Das Projektteam wurde für diesen Schritt in Fokus-Gruppen aufgeteilt. Die Geschäftsführung und das Marketing beschäftigten sich hierbei mit den Governance-Themen, während die kaufmännische Leitung (unterstützt durch die Personalreferent:innen) mit den Sozialen Themen und der Leiter der Produktion die ökologischen Themen bearbeitete.
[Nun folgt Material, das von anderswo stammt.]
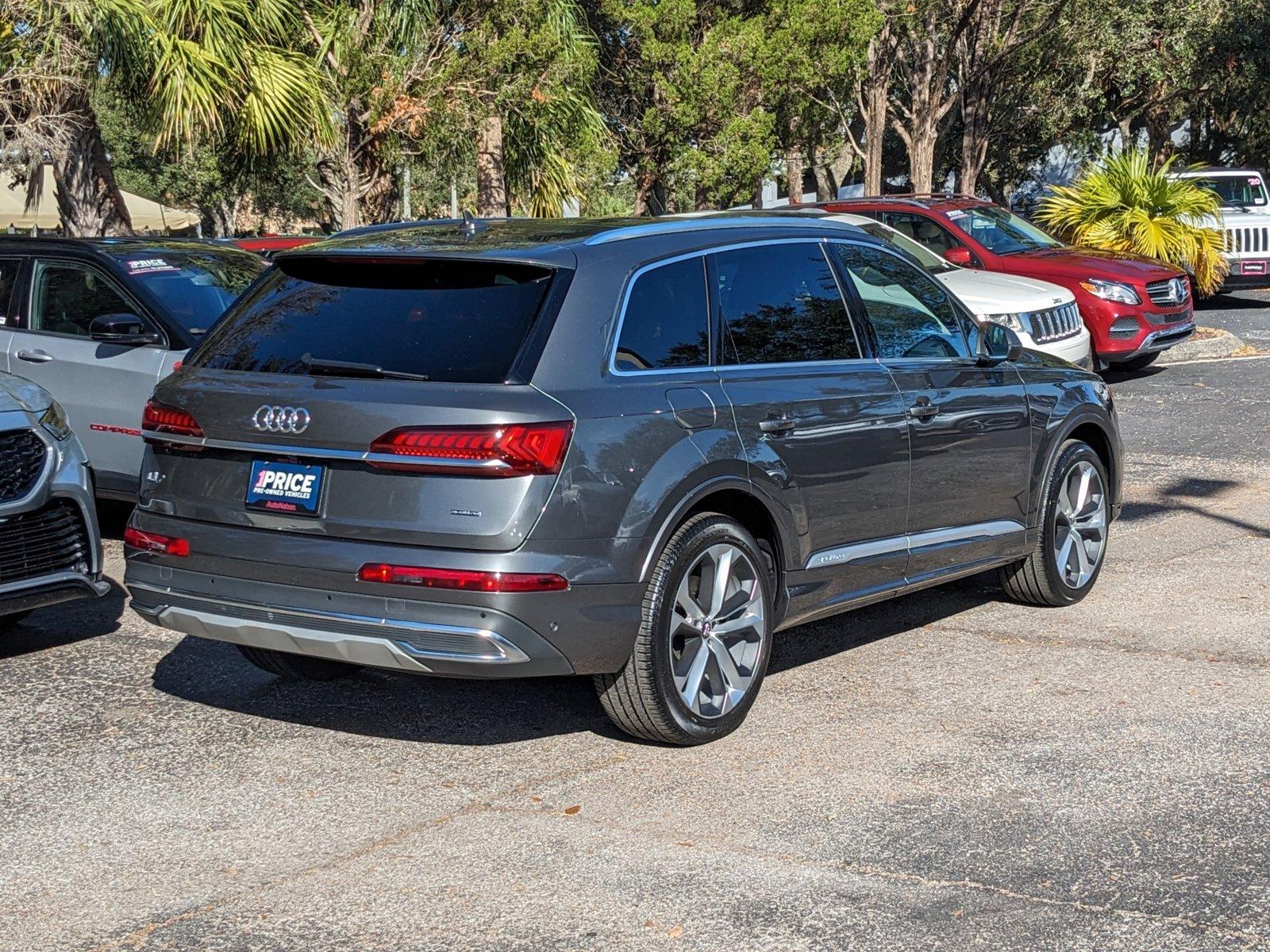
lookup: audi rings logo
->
[252,405,313,433]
Unser Praxistipp: Arbeitsteilung und Vertrauen
Nicht alle Themen müssen im Detail von allen Beteiligten der Projektgruppe bedacht werden. Eine Arbeitsteilung nach Kompetenzfeldern ist sinnvoll und spart Zeit. Vertrauen Sie darauf, dass Ihre Expert:innen, die passenden Einschätzungen und Begründungen vornehmen.
Schritt 5: Abschluss des Projektes
Die Bewertungen der Fokus-Gruppen wurden in einem gemeinsamen Abschluss-Workshop abgestimmt. Die finale Wesentlichkeitsmatrix zeigte hierbei relevante Berichtsinhalte an.
Auf Basis der wesentlichen Themen startete das HPZ Krefeld Anfang 2025 mit der Berichtserstellung.
Unser Praxistipp: Feiern und Dokumentation
Feiern Sie Ihr Ergebnis! Sie haben einen wichtigen Schritt in die Nachhaltigkeit getan. Gleichzeitig denken Sie an die zukünftigen Arbeitsschritte und dokumentieren Sie Ihr Vorgehen in der Wesentlichkeitsanalyse und halten Sie positive wie negative Erfahrungen sowie Wissen fest.
Wir gratulieren dem HPZ zum ersten Schritt auf dem Weg zur Nachhaltigkeitsberichterstattung und freuen uns auf den weiteren Projektverlauf!